This blog post details some internals of the QEMU TCG engine, the machinery responsible for executing target instructions on the host.
You should have already read Execution loop and Breakpoints handling blog posts to have some pointers.
The vCPU thread executes instructions through
tcg_cpu_exec
which finds and/or generates translated blocks.
As previously explained,
tb_gen_code
will generate intermediate representation (IR) code thanks to
gen_intermediate_code
and then host architecture assembly instructions with
tcg_gen_code
:
TranslationBlock *tb_gen_code(CPUState *cpu,
target_ulong pc, target_ulong cs_base,
uint32_t flags, int cflags)
{
tb = tb_alloc(pc);
...
/* generate IR code */
gen_intermediate_code(cpu, tb, max_insns);
...
/* generate machine code */
gen_code_size = tcg_gen_code(tcg_ctx, tb);
...
}
The QEMU TCG has a notion of frontend and backend operations. The frontend-ops are the generated intermediate code which is what QEMU will execute. The backend-ops are the operations implemented on the host CPU, which is where the code is executed.
The QEMU git tree has a README introduction about the TCG which details the IR language. It's an interesting read for sure.
The
gen_intermediate_code
function is a VM architecture dependent wrapper to the
translator_loop
generic function.
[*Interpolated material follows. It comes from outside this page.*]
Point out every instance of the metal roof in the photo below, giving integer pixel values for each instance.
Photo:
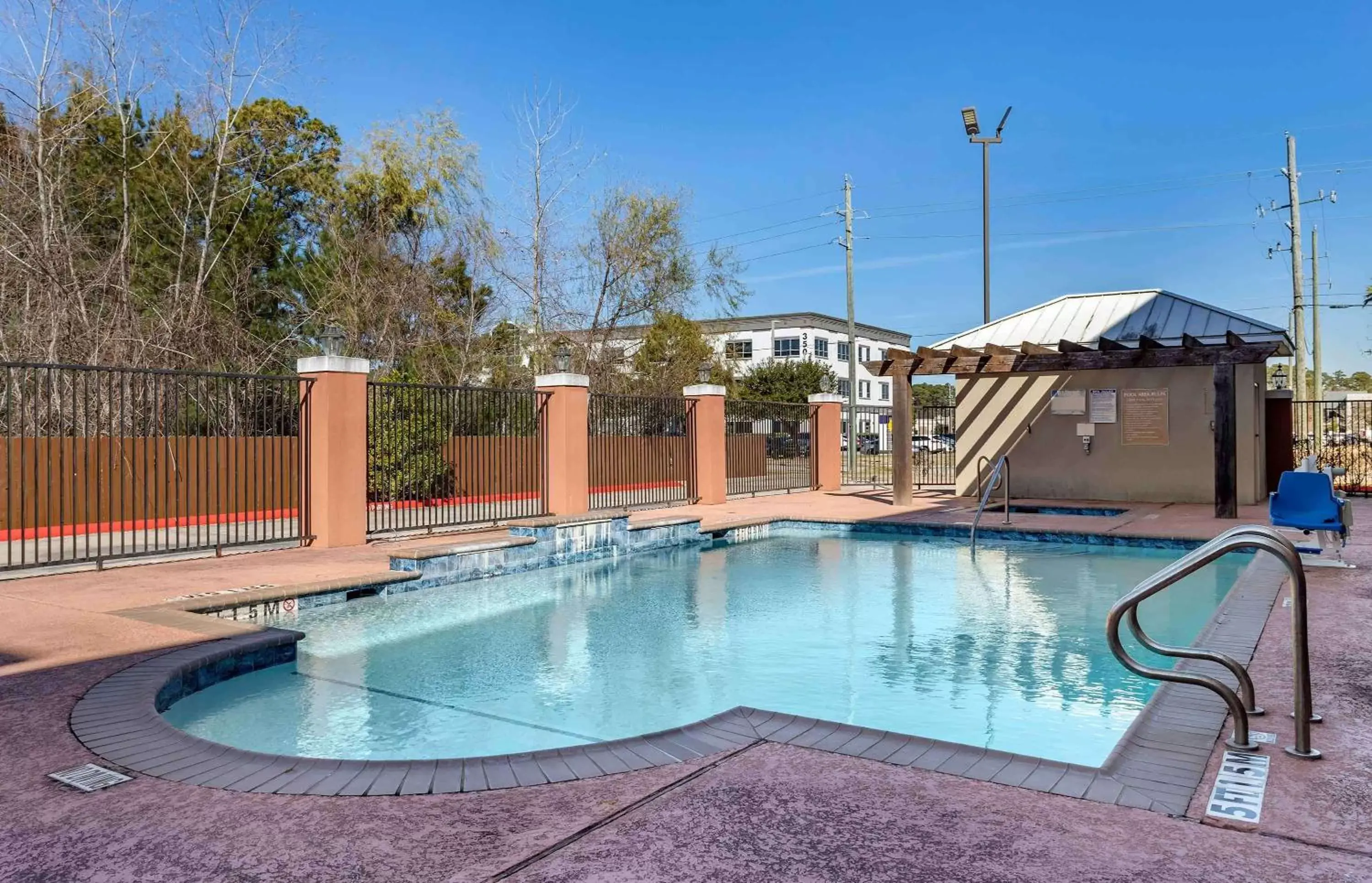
(1120, 316)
Let's imagine we were emulating PowerPC code on an
Intel x86 host.
The
gen_intermediate_code
would look like:
static const TranslatorOps ppc_tr_ops = {
.init_disas_context = ppc_tr_init_disas_context,
.tb_start = ppc_tr_tb_start,
.insn_start = ppc_tr_insn_start,
.breakpoint_check = ppc_tr_breakpoint_check,
.translate_insn = ppc_tr_translate_insn,
.tb_stop = ppc_tr_tb_stop,
.disas_log = ppc_tr_disas_log,
};
void gen_intermediate_code(CPUState *cs, TranslationBlock *tb, int max_insns)
{
DisasContext ctx;
translator_loop(&ppc_tr_ops, &ctx.base, cs, tb, max_insns);
}
While the
translator_loop
remains the same for any architecture, it relies on target specific
translator
operators. In
our case, the PowerPC ones (ppc_tr_ops
).
void translator_loop(const TranslatorOps *ops, DisasContextBase *db,
CPUState *cpu, TranslationBlock *tb, int max_insns)
{
ops->init_disas_context(db, cpu);
...
gen_tb_start(db->tb);
ops->tb_start(db, cpu);
while (true) {
ops->translate_insn(db, cpu);
}
...
ops->tb_stop(db, cpu);
gen_tb_end(db->tb, db->num_insns - bp_insn);
}
Each TB has a prologue (tb_start
), and an epilogue (tb_end
) with a
generic and target specific part (if needed). Usually epilogues are
placeholders for block chaining, which is an optimization feature of
the TCG that enables TBs to be called successively after execution,
without the need to get back to the QEMU code and look for the next TB
to execute.
The architecture dependent
DisasContext
is created alongside a generic
DisasContextBase
.
For the PPC target, the
ppc_tr_init_disas_context
handler will record current cpu state information. This means that TBs
are highly contextual and might not be reused in any situation where
we execute at a previously translated location.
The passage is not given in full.